I've used 10% here, as a bit of a magic number and I appreciate that while a hill may have bits that at >=10%, they typically don't average it for the whole length (with a few notable exceptions[1]). But even if we picked 7.5%, 10kph/80kg rider == ~221w. For a 95kg rider it would be ~255w.
Unless your hills take an hour to ride up (i.e. 1000m in one go), you don't need an *FTP* of those numbers (which is usually defined as what you can sustain for a full hour), you need a peak output of those numbers, which is a very different and much more achievable goal.
(in fact you can probably do it already in short bursts, so what you're looking to do is increase how long you can sustain it for)
Short bursts yes, but surprising just how short those bursts will be.
My best FTP was probably about 230W maybe a little more. I've never done a proper FTP test but I've got ride data from lots of rides. I can see that I did one ride that was about 85 minutes long where my one hour power (not NP or xPower, those give inflated figures) was 214W average.
Using Golden Cheetah to look at all of my other rides I see that my record for sustaining an average of 300W or more is just 3m11s. Maybe I didn't find quite the right hill in terms of length or steepness but over many rides my critical power graph looks the expected shape so I doubt it is too far off.
It's surprising just how quickly the numbers tapered off (well, definitely for a relatively untrained cyclist like me), less than a 50% increase from my FTP and I can only maintain it for about 1/20th of an hour.
What I found is that when I was too heavy, not quite fit enough, and I hit something steep (i.e. Ditchling Beacon) I'd end up stopping multiple times on the way up. No great problem. If I had needed to sustain 300W to ride up it non-stop at 6kph then doing it in chunks with rests means I just took longer and average 4kph. It's no big deal. Ride as long as you can in your lowest gear, stop and rest, repeat.

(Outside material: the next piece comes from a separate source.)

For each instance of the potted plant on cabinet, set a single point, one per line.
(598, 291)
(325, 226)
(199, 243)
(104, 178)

I need to lose 25kg to get back to a more sensible weight. Given I'm this much overweight I'm not worried about training for power right now (I'd probably do more if I could have a turbo but I live in a converted house [thin floors and ceilings] and have upstairs and downstairs neighbours, no garage and so nowhere to put a turbo - even if it was a quiet one). My main focus is on losing weight. Doesn't mean I couldn't do both, but adding 10% to the numerator part of W/kg is going to have a much smaller effect than reducing the denominator by 25%. Adding 10% to the numerator part once I've lost the weight will also have a bigger psychological effect too; I want to have some good performance gains once I've got rid of the weight, not have all of the easy early performance gains mixed up with the gains from losing weight (if you see what I mean).